Estava o jogo nisto, com a equipa do Estoril confortavelmente instalada no jogo a cobrar mais um canto, quando Rafa interceptou a bola, junto à linha lateral da grande área defensiva. Com um primeiro drible tirou da frente o primeiro adversário, o destinatário da bola no canto, e olhou à volta. Não apareceu ninguém a quem passar a bola, e resolveu arrancar por ali fora, sozinho. Correu, correu, correu ... sempre com a bola nos pés. Passou por um, dois, três ... Quando acabou de passar por todos, já só restava o guarda-redes. Estava demasiado encaminhado para a esquerda, e o Dani Figueira tinha-lhe fechado o ângulo de remate, mas conseguiu encontrar engenho e arte para lhe colocar a bola fora de alcance.
Um golo do outro mundo. Só ao alcance de Maradona. Ou de Messi. Poborsky também fez com o manto sagrado uma coisa muito parecida.
Um golo destes nunca se imagina que possa acontecer. Aconteceu neste jogo, e só poderia acontecer num jogo jogo como este. O relógio marcava o minuto 34.

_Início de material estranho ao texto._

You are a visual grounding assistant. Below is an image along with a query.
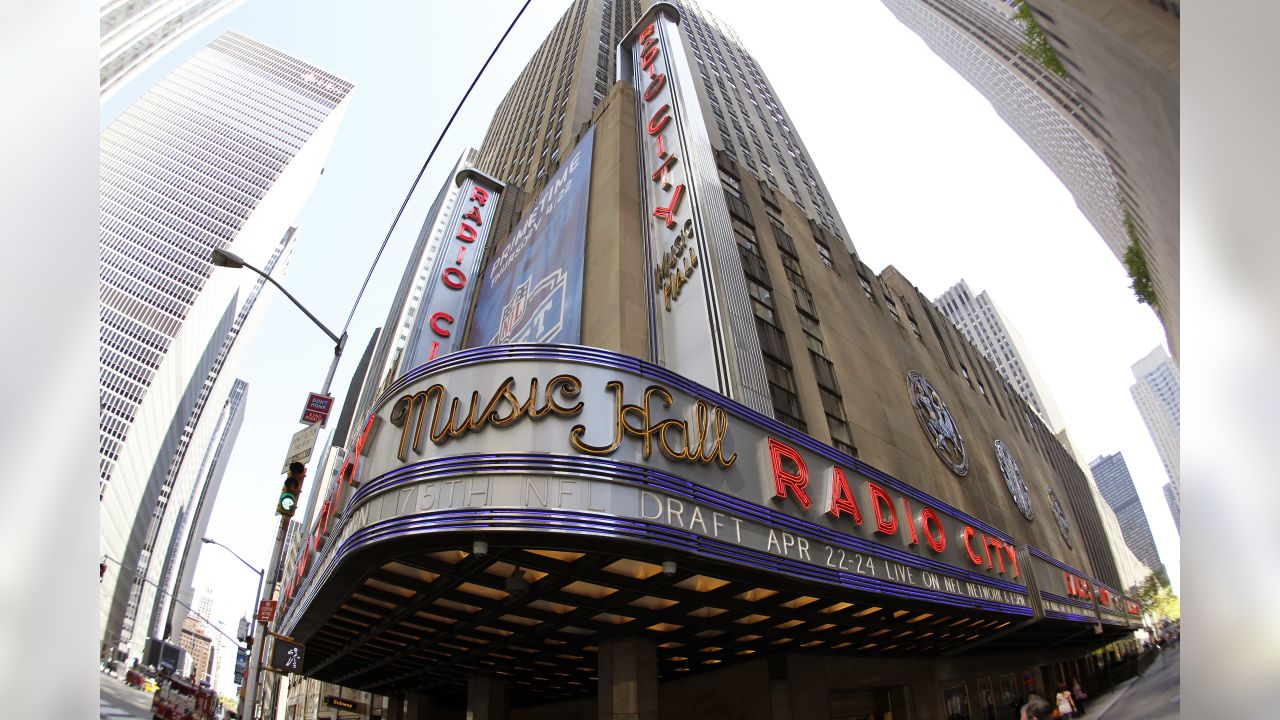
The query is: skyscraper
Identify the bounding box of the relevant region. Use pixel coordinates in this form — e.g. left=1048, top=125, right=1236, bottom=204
left=1129, top=347, right=1183, bottom=530
left=933, top=279, right=1064, bottom=433
left=882, top=0, right=1179, bottom=355
left=1129, top=347, right=1183, bottom=487
left=1089, top=452, right=1169, bottom=582
left=99, top=33, right=352, bottom=656
left=152, top=378, right=248, bottom=638
left=276, top=0, right=1140, bottom=720
left=476, top=0, right=852, bottom=242
left=99, top=0, right=244, bottom=100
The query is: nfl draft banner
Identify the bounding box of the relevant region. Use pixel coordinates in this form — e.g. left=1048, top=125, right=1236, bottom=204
left=467, top=127, right=595, bottom=347
left=402, top=168, right=504, bottom=368
left=618, top=3, right=773, bottom=415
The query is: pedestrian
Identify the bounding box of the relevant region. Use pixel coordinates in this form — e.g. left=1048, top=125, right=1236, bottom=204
left=1018, top=693, right=1053, bottom=720
left=1053, top=683, right=1075, bottom=720
left=1071, top=678, right=1089, bottom=715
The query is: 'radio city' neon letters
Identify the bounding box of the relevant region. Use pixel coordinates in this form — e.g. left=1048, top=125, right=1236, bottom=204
left=768, top=437, right=1021, bottom=578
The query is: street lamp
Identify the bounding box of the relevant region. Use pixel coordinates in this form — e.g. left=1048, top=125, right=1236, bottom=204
left=209, top=247, right=347, bottom=395
left=200, top=538, right=266, bottom=627
left=200, top=538, right=265, bottom=717
left=205, top=247, right=347, bottom=720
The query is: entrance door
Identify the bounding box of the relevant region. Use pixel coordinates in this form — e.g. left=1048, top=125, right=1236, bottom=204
left=831, top=688, right=906, bottom=720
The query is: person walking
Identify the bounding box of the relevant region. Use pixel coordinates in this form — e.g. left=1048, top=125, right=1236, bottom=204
left=1053, top=683, right=1075, bottom=720
left=1071, top=678, right=1089, bottom=716
left=1018, top=693, right=1053, bottom=720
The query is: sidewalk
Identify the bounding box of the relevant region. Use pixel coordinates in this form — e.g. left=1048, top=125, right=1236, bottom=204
left=1082, top=646, right=1181, bottom=720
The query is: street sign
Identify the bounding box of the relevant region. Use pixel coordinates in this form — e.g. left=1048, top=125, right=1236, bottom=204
left=257, top=600, right=276, bottom=623
left=271, top=635, right=303, bottom=674
left=280, top=423, right=320, bottom=473
left=236, top=647, right=248, bottom=685
left=298, top=392, right=333, bottom=428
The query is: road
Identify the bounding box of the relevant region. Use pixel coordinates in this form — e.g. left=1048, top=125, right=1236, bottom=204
left=1084, top=644, right=1181, bottom=720
left=97, top=673, right=151, bottom=720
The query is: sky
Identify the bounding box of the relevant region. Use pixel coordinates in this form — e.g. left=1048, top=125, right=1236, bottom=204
left=101, top=0, right=1180, bottom=692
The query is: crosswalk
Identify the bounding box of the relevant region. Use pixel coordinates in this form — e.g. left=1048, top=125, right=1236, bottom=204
left=97, top=700, right=148, bottom=720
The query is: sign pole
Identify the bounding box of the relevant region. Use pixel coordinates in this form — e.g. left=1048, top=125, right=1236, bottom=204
left=241, top=512, right=290, bottom=720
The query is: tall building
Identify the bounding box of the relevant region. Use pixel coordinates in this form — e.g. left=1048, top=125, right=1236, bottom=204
left=99, top=0, right=244, bottom=100
left=883, top=0, right=1179, bottom=355
left=178, top=609, right=214, bottom=684
left=933, top=279, right=1064, bottom=433
left=1089, top=452, right=1169, bottom=582
left=99, top=33, right=352, bottom=659
left=1161, top=482, right=1183, bottom=533
left=476, top=0, right=852, bottom=239
left=1027, top=0, right=1181, bottom=359
left=1129, top=347, right=1183, bottom=532
left=1129, top=347, right=1183, bottom=487
left=339, top=147, right=477, bottom=422
left=152, top=378, right=248, bottom=638
left=275, top=0, right=1140, bottom=720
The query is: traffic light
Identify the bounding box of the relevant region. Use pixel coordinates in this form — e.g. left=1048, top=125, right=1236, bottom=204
left=275, top=483, right=298, bottom=518
left=275, top=462, right=307, bottom=518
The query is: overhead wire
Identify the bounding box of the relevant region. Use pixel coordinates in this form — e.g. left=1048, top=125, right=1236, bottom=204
left=339, top=0, right=532, bottom=334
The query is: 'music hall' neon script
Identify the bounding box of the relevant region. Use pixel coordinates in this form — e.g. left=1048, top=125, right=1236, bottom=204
left=390, top=374, right=737, bottom=468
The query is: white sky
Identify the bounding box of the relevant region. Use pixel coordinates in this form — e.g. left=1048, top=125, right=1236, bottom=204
left=102, top=0, right=1180, bottom=692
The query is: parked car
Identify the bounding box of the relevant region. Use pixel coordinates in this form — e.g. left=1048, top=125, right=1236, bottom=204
left=151, top=675, right=218, bottom=720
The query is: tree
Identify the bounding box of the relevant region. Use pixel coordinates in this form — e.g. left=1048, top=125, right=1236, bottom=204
left=1014, top=3, right=1066, bottom=77
left=1138, top=573, right=1183, bottom=620
left=1124, top=208, right=1156, bottom=307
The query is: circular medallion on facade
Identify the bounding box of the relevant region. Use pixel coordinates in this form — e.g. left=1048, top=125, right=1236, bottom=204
left=1048, top=488, right=1075, bottom=547
left=996, top=439, right=1036, bottom=520
left=906, top=370, right=969, bottom=475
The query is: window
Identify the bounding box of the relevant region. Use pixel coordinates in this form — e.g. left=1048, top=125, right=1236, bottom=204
left=884, top=292, right=902, bottom=325
left=746, top=278, right=777, bottom=324
left=809, top=350, right=840, bottom=389
left=818, top=245, right=836, bottom=270
left=756, top=353, right=809, bottom=432
left=827, top=415, right=858, bottom=457
left=858, top=273, right=876, bottom=302
left=719, top=169, right=742, bottom=200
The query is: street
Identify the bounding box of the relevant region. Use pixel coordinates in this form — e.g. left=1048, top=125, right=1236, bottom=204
left=97, top=673, right=151, bottom=720
left=1084, top=644, right=1181, bottom=720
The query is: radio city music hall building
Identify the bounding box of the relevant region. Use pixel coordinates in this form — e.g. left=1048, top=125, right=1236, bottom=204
left=278, top=0, right=1140, bottom=719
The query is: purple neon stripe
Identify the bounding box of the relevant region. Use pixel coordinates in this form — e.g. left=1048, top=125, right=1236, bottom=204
left=1044, top=610, right=1097, bottom=623
left=1041, top=592, right=1093, bottom=610
left=1025, top=544, right=1093, bottom=582
left=343, top=455, right=1027, bottom=593
left=358, top=343, right=1016, bottom=544
left=322, top=510, right=1030, bottom=615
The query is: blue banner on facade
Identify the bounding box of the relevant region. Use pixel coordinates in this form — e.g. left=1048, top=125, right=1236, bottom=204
left=466, top=127, right=595, bottom=347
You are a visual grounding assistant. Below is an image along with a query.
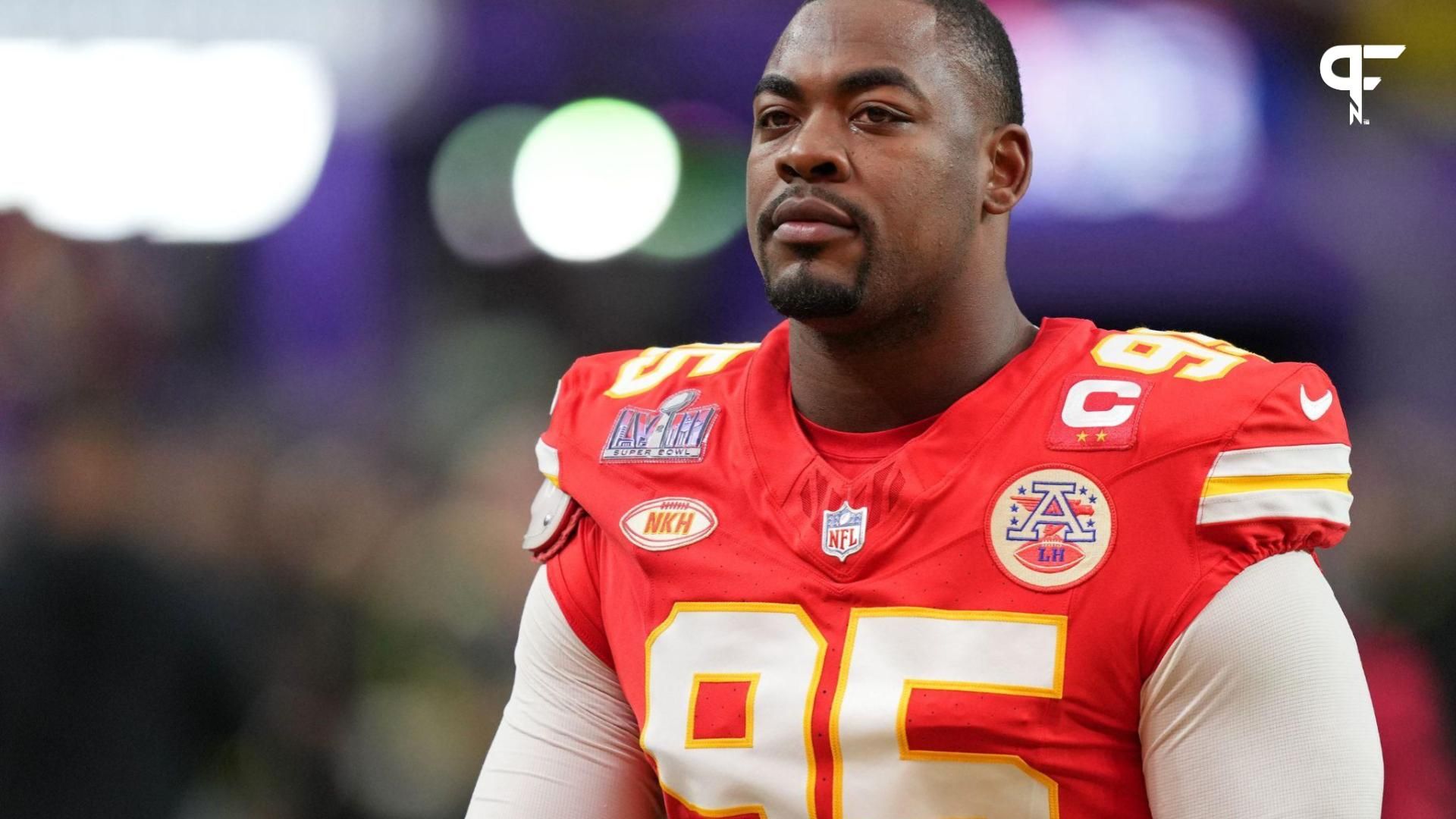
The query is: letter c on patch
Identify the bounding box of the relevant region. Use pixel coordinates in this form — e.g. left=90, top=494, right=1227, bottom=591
left=1062, top=379, right=1143, bottom=427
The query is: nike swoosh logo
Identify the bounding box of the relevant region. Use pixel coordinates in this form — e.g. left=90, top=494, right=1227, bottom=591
left=1299, top=384, right=1335, bottom=421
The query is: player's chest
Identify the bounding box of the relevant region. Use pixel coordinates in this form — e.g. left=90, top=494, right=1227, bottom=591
left=601, top=484, right=1138, bottom=819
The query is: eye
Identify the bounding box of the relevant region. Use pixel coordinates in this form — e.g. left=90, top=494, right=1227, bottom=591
left=757, top=108, right=793, bottom=128
left=855, top=105, right=904, bottom=125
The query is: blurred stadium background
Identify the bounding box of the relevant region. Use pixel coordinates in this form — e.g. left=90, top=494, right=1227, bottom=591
left=0, top=0, right=1456, bottom=819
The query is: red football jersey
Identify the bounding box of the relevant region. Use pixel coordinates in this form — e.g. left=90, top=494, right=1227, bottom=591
left=533, top=319, right=1350, bottom=819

Até ao intervalo a equipa pareceu ficar contagiada por aqueles segundos mágicos que Rafa demorou a ir de uma baliza à outra, e teve então o seu melhor período. Mesmo assim apenas por uma vez esteve próxima do segundo golo, por Gonçalo Ramos.
À entrada para a segunda parte foi o Estoril que voltou à carga, e Vertonghen salvou o golo do empate em cima da linha de golo. O que parecia ser o regresso do Estoril ao comando do jogo acabou por ser liquidado por Gonçalo Ramos - definitivamente um valor confirmado - que aos 8 minutos fez o segundo golo. Iniciou e concluiu a jogada com o golo, depois de tabelar com Gilberto.
O Estoril sentiu o golo, como sentira o primeiro. E o Benfica começou a levantar a questão do copo meio cheio ou meio vazio. Se quisermos ver o copo meio cheio, diremos que vinha de um jogo super desgastante, de elevada exigência, e que, por isso, teria que entrar em regime de controlo. De poupança. E iremos buscar aquela estória do acrescido grau de dificuldade dos jogos pós Champions. Se virmos o copo meio vazio, diremos que a equipa voltou a fazer uma demonstração de falta de ambição para partir para uma exibição e um resultado galvanizador e, depois, de falta de qualidade para assegurar o controlo dos jogos. E diremos que esta equipa nunca marca mais de dois golos. E que sofre sempre pelo menos um.
O golo de André Franco, praticamente no último lance do jogo, e até a sua própria exibição, se calhar leva-nos a ver o copo meio vazio.